Answer: From just about everyone, except BIANCHERI himself, who understood what had truly transpired.

(BIANCHERI had been moved to a small office and lost his parking space. Seething, he had apparently uttered, “I will sit by the river and wait for the corpses of my enemies to float by.”)

On July 13th, I set out to Andorra—a seven-and-a-half road trip, reaching the Andorra Park Hotel by 3:30 p.m.

Andorra is an odd little place, more a shopping center than a country--a consumer paradise staffed by dark, ugly, misshapen natives. Even the hotel—said to be Andorra’s finest—was creepy and surreal, its service scarce and unfriendly. But I needed to see these microstates up close and personal.

At ten o’clock next morning, I appeared at a small office in Prat de la Creu, Unit # 402.

Jordi Pons LLUELLES, Andorra’s one-man Financial Intelligence Unit, greeted me. He spoke no English so his secretary, Ellie, translated.

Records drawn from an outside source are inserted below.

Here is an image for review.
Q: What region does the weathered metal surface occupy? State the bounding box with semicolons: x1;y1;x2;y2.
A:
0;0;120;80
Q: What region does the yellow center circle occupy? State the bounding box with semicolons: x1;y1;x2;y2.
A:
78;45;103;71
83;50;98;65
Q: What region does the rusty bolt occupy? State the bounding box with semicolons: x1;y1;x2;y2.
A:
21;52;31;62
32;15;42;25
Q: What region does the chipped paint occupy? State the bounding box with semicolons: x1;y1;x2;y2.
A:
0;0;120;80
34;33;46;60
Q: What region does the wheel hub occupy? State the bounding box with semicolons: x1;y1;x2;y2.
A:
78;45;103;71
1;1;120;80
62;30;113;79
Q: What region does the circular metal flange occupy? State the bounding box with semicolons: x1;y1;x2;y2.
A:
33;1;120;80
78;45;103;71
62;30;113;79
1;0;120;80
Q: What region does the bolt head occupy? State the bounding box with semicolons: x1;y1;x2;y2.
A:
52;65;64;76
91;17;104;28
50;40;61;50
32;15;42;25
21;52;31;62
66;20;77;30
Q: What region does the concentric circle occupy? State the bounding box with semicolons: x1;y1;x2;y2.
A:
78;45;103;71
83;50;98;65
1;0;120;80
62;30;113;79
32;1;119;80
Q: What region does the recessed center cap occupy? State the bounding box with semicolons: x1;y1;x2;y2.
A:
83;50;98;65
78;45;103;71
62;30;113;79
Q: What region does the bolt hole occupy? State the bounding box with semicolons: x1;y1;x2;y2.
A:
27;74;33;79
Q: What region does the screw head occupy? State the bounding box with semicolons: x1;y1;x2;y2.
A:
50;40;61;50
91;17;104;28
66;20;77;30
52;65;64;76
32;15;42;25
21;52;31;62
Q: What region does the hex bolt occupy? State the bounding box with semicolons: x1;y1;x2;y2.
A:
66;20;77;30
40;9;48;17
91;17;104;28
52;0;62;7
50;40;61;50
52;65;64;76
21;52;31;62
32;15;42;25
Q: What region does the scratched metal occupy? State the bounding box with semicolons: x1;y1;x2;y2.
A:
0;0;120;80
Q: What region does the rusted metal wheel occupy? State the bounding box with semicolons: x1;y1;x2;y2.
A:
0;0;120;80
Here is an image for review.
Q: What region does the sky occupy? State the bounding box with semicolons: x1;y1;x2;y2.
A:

LLUELLES seemed to grasp my position—
chief of the unofficial Monaco intelligence service, responsible to the Prince—and seemed to grasp the concept—micro-European states band together to fight money laundering as a united group.

I used Andorra’s own motto—
Through unity comes strength—to clarify and justify what we were attempting to achieve.

Andorra’s banking business, LLUELLES explained, derived from Spain and South America—the safe haven in Europe where Spanish speakers (read: drug cartels from Colombia) launder and/or park their revenues. Russians, said LLUELLES, had not yet discovered Andorra. He smiled a lot and pronounced this a good idea, agreeing to attend a kick-off meeting in Luxembourg come October.

Soon after I left Andorra, Jordi Pons LLUELLES telephoned
Ariane PICCO-MARGOSSIAN, SICCFIN’s chief in Monaco, to report my visit and invitation to join the micro-Europe association. SICCFIN’s chief, unaware of the existence of me or a Monaco intelligence service, told LLUELLES it could not possibly be true.

PICCO-MARGOSSIAN, a former prosecutor who suffered from depression, went straight to her boss, the new finance minister,
Gilles TONELLI (a poor choice as TONELLI was far out of his depth), who took it to the minister of state.

And PROUST, aghast, brought it to the Prince, who told him: “I know about this—he’s doing this for me.” Caught off guard (and hoping I had misrepresented himself in Andorra), PROUST bit his lip and retreated.

On another front, President
Stephane VALERI was said by an asset to be in “a bad mood” about the Palace’s restoration of its constitutional power, punctuated in a speech just delivered by the Prince to the Conseil Nationale. Indeed, VALERI had expected to replace BIANCHERI as finance minister (as a stepping stone--in his mind--to succeed PROUST as minister of state). So sure he was that he’d be finance minister, VALERI even announced to his staff that he would soon leave the assembly to join the government. Now he blamed Jean-Luc ALLAVENA (JLA) for not getting the job.

So VALERI unsheathed his knife and was known to be keeping company with those—including
Thierry LACOSTE—whose knives were already sharpened.

I already knew that, on July 9th, VALERI and LACOSTE had ambushed Albert over dinner at VALERI’s weekend home in the mountains with accusations that JLA was supposedly overstepping his bounds.

In fact, JLA had done nothing more than execute the Prince’s agenda, or decisions the Prince pretended to enjoin, hurriedly, in between frequent travels.

It was JLA’s role as gatekeeper—traditional for a chief of staff—that LACOSTE found most objectionable. This was because clients of his with frivolous projects did not meet JLA’s threshold for deserving face time with the Prince.

Unfortunately for LACOSTE, his legal career, his livelihood, was largely dependent upon his friendship with Albert.

Within days of dinner at VALERI’s home, the Prince appointed LACOSTE to the board of SBM, a move badly received by Monegasques, who suspected cronyism, and who already perceived the Prince as being physically and psychologically absent from Monaco.

And so a campaign to discredit JLA had already begun in earnest.

And those courtiers who wanted to poison Albert against his c
hef de cabinet knew exactly what potion to use: The Prince’s own ego.